NEW YORK (360Dx) – NantHealth reported after the close of the market on Wednesday a 15 percent year-over-year jump in revenues for the first quarter.
For the three months ended March 31, the firm posted a total of $22.5 million in revenues, up from $19.5 million in the year-ago period, but far short of the analysts' average estimate of $29.1 million.
On a conference call after the release of the firm's financial results, NantHealth CFO Paul Holt said that revenue growth was driven by growth across the firm's software-as-a-service business; other services revenues, and the firm's GPS Cancer test, which recorded $500,000 in revenues for the quarter.
Recognized GPS revenue came from three sources, Holt added — the company's international distributors; cash received from payors who don't have agreements with NantHealth; and payments from patients covered by payors with agreements with the firm.
During Q1 2017, there were 365 commercial orders of NantHealth's GPS Cancer test, up from 326 in Q4 2016. The firm delivered 266 GPS Cancer tests, up from 233 in the prior quarter.
Holt said that a substantial majority of the 266 delivered GPS tests were for patients with insurers that don't have agreements with NantHealth.
During Q1 2017, the firm added two payers for a total of 10 payer contracts. The estimated number of patients with cancer covered by a payer for GPS testing was about 327,000, the company said.
The firm has been battling the fallout from a news report in March saying a contract associated with a $12 million donation by the company's founder to the University of Utah forced the school to purchase $10 million in services from NantHealth in return.
The deal provided the company with valuable data that was used to build a product for evaluating a patient's risk for rare and inherited disease, and made it possible for NantHealth to inflate the number of test orders for its GPS Cancer test that were reported to investors in late 2016, according to the report from Stat.
After the report was published, a number of class action lawsuits were filed against the company, alleging it made false statements in connection with its initial public offering.
In a statement accompanying the first quarter results, NantHealth Chairman and CEO Patrick Soon-Shiong said that the firm is focused on extending coverage for the GPS test in the commercial health insurance and self-employed payor markets.
On Wednesday, the firm announced the appointment of Sandeep Reddy as CMO, and Soon-Shiong added that Ron Louks has joined NantHealth as its chief operating officer.

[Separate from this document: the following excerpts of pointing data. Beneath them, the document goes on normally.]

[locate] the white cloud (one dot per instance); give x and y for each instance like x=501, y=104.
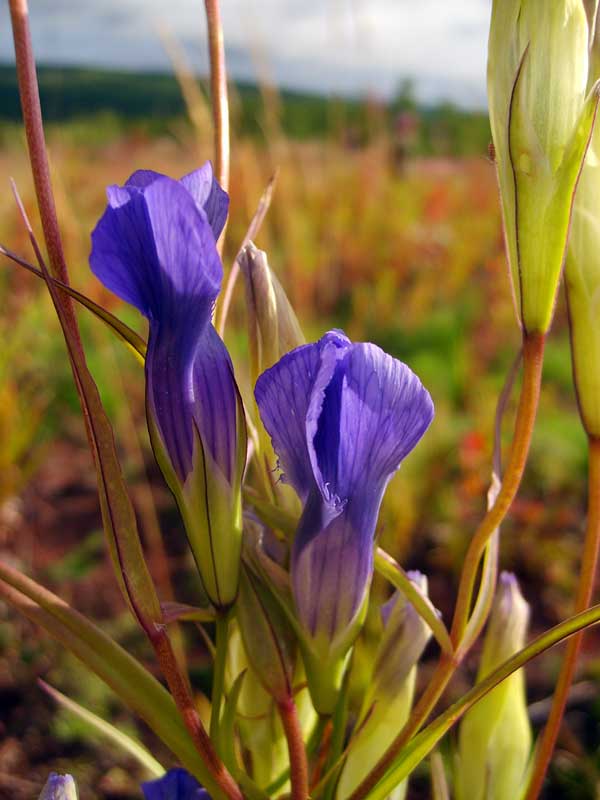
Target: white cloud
x=325, y=45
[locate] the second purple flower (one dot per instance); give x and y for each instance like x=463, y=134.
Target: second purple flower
x=155, y=247
x=342, y=417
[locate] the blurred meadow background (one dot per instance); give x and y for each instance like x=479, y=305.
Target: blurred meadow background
x=384, y=222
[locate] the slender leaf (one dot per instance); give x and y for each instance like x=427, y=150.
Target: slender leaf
x=393, y=572
x=419, y=747
x=133, y=684
x=135, y=342
x=117, y=512
x=107, y=731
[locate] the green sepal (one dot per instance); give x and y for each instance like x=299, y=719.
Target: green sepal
x=545, y=197
x=387, y=566
x=211, y=509
x=118, y=516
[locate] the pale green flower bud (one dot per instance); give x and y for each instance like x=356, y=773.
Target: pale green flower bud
x=582, y=280
x=59, y=787
x=389, y=698
x=273, y=328
x=495, y=735
x=541, y=123
x=258, y=721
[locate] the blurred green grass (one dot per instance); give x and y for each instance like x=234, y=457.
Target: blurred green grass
x=391, y=232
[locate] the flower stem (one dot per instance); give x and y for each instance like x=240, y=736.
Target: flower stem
x=180, y=690
x=297, y=752
x=222, y=636
x=218, y=89
x=533, y=354
x=36, y=143
x=589, y=563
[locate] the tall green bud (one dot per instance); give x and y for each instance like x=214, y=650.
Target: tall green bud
x=541, y=118
x=582, y=280
x=389, y=698
x=495, y=735
x=273, y=328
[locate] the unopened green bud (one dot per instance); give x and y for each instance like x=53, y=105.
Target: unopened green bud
x=495, y=735
x=389, y=698
x=541, y=118
x=210, y=502
x=59, y=787
x=582, y=279
x=273, y=328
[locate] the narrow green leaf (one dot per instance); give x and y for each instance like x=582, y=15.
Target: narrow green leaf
x=393, y=572
x=227, y=742
x=439, y=782
x=422, y=744
x=107, y=731
x=128, y=335
x=270, y=514
x=117, y=512
x=133, y=684
x=181, y=612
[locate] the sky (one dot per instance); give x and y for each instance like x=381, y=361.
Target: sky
x=328, y=46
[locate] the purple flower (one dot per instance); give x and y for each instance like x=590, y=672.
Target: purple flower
x=176, y=784
x=155, y=247
x=341, y=417
x=59, y=787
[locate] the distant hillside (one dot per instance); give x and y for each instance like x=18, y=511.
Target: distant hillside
x=154, y=99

The company increased its R&D spending 25 percent to $13.4 million in Q1 2017 from $10.7 million in Q1 2016, but cut its SG&A costs 24 percent year over year to $20.9 million from $27.4 million.
NantHealth's net loss for the recently completed quarter was $41.1 million, or $.34 per share, compared to a net loss of $33.1 million, or $.36 per share, a year ago. Non-GAAP loss per share was $.24, which missed the consensus Wall Street estimate of a loss of $.20 per share.
The company exited Q1 2017 with $124.9 million in cash and cash equivalents.
In early morning trading on Thursday, shares of NantHealth on the Nasdaq were down about 8 percent at $3.18.